Anti-malaria benefit of hydroxyurea in SCA, IL-22 in the treatment in lower GI acute GVHD, and FLT3ITD changes depend on context in AML
In this week’s episode we will review a study in sub-Saharan Africa where treatment of sickle cell anemia with hydroxyurea is associated with a lower incidence of malaria. New research suggests mild myelosuppression associated with hydroxyurea treatment may actually have a salutary effect. Next, a potential new treatment approach in lower GI acute GVHD. Adding an interleukin-22 therapy to corticosteroid treatment was well tolerated with a high rate of response in this very challenging patient population. Finally, common AML driver mutations such as FLT3ITD (or internal tandem duplications) orchestrate distinct transcriptional and epigenetic programs based on different genetic contexts. In the context of a common pediatric AML mutation, FLT3ITD selectively activated type I interferon signaling, suggesting a distinct therapeutic vulnerability.
How I prevent and treat central nervous system disease in adults with acute lymphoblastic leukemia
Systemic treatment of adult patients with acute lymphoblastic leukemia continues to evolve with the introduction of targeted and T-cell activating therapies, but central nervous system (CNS) disease remains a challenge. In this context, Kopmar and Cassaday illustrate their approaches to prevention and treatment of CNS leukemia with 4 clinical vignettes, summarizing current knowledge and laying out their preferred strategies in instances where high-quality evidence is lacking.

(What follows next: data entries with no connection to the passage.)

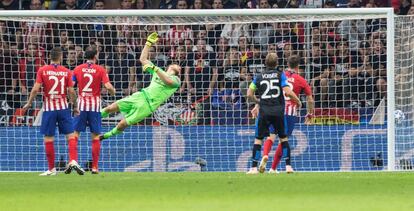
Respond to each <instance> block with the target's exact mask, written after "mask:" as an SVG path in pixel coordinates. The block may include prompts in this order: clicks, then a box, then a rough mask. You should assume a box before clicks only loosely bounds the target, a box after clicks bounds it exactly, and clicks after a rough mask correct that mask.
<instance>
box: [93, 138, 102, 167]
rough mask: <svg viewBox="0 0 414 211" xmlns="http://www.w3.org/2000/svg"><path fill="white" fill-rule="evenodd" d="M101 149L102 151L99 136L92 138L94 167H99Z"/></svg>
mask: <svg viewBox="0 0 414 211" xmlns="http://www.w3.org/2000/svg"><path fill="white" fill-rule="evenodd" d="M100 151H101V141H99V138H98V139H94V140H92V168H93V169H98V161H99V153H100Z"/></svg>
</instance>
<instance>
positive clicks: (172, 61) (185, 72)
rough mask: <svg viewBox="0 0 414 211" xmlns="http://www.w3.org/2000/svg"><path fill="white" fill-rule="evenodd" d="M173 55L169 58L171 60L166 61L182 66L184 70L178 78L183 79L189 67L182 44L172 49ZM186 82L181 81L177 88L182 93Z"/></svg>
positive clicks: (182, 93) (186, 53)
mask: <svg viewBox="0 0 414 211" xmlns="http://www.w3.org/2000/svg"><path fill="white" fill-rule="evenodd" d="M174 52H175V54H174V56H173V57H172V58H171V60H170V61H169V62H168V63H169V64H178V65H180V67H181V68H183V70H184V72H183V73H182V74H180V80H181V81H185V77H186V76H185V73H188V72H189V71H190V67H189V64H188V63H189V60H188V59H187V57H188V54H187V53H186V51H185V48H184V46H182V45H179V46H176V47H175V49H174ZM186 86H187V84H186V83H181V87H180V89H179V93H180V94H183V93H185V92H186V90H185V88H186Z"/></svg>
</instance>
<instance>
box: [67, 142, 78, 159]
mask: <svg viewBox="0 0 414 211" xmlns="http://www.w3.org/2000/svg"><path fill="white" fill-rule="evenodd" d="M68 142H69V162H71V161H72V160H75V161H78V138H76V137H73V138H69V140H68Z"/></svg>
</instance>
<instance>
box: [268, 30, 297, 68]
mask: <svg viewBox="0 0 414 211" xmlns="http://www.w3.org/2000/svg"><path fill="white" fill-rule="evenodd" d="M277 26H279V27H277ZM272 34H273V35H272V37H271V38H270V39H269V43H276V46H277V51H278V57H279V58H283V49H284V47H285V45H286V44H291V45H292V48H293V50H295V51H296V50H298V49H299V40H298V36H297V35H296V33H295V32H293V31H292V29H291V26H290V23H287V22H283V23H275V24H273V33H272ZM279 60H280V59H279Z"/></svg>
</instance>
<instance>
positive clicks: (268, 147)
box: [263, 138, 273, 156]
mask: <svg viewBox="0 0 414 211" xmlns="http://www.w3.org/2000/svg"><path fill="white" fill-rule="evenodd" d="M272 145H273V141H272V140H271V139H270V138H267V139H266V141H265V144H264V148H263V156H265V155H266V156H268V155H269V152H270V150H271V149H272Z"/></svg>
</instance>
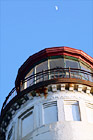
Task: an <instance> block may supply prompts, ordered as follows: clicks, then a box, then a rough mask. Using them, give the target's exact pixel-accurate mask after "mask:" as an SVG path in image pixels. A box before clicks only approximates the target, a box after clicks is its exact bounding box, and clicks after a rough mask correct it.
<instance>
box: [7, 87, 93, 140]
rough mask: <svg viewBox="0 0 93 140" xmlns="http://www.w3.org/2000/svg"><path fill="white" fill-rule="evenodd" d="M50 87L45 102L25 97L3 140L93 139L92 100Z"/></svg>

Hydroxyurea treatment is associated with lower malaria incidence in children with sickle cell anemia in sub-Saharan Africa
The majority of children with sickle cell anemia (SCA) live in sub-Saharan Africa (SSA). Hydroxyurea remains the most effective and affordable option for disease-modifying therapy in resource-limited countries. In an open-label trial among children with SCA in 4 countries in SSA, Olupot-Olupot and colleagues report that hydroxyurea therapy at maximum-tolerated doses is associated with a lower malaria incidence, suggesting, but not proving, that there may be an additional benefit of this intervention in these circumstances.
A phase 2 study of interleukin-22 and systemic corticosteroids as initial treatment for acute GVHD of the lower GI tract
Acute lower gastrointestinal (GI) graft-versus-host disease (aGVHD) remains a leading cause of mortality and morbidity postallograft. Ponce et al report on the results of a multicenter single-arm, phase 2 study evaluating the safety and efficacy of a novel recombinant human interleukin-22 dimer in combination with systemic corticosteroids for newly diagnosed GI aGVHD. With no dose-limiting toxicity identified and a 70% day 28 response rate with associated expansion of healthy commensal GI flora, these data suggest acceptable safety and efficacy deserving of phase 3 evaluation.
FLT3ITD drives context-specific changes in cell identity and variable interferon dependence during AML initiation
Leukemic driver gene alterations that co-occur with FLT3 internal tandem duplication (FLT3ITD) in acute myeloid leukemia (AML) vary with age; chromosomal rearrangements are more common in children and single-gene mutations, such as DNMT3A, and RUNX1 loss of function mutations are more common in adult AML. Li and colleagues explore the significance of those observations using murine models with complementary transcriptomic, epigenetic, and functional studies. The authors reveal that the functional consequences of FLT3ITD signaling are dynamic, demonstrating age-, cell-type–, and comutation-specific dependencies, which help explain divergent clinical phenotypes.
Removal of the vicinal disulfide enhances the platelet-capturing function of von Willebrand factor
A balance between intramolecular interactions and hemodynamic forces keeps the flexible multimeric protein von Willebrand factor (VWF) from binding circulating platelets while in the plasma. Upon immobilization, VWF unravels and elongates in response to fluid flow, activating specific monomers within the multimer to drive platelet adhesion. Using functional studies of wild type and mutated recombinant proteins, Tischer et al refine our understanding of how allostery contributes to these processes.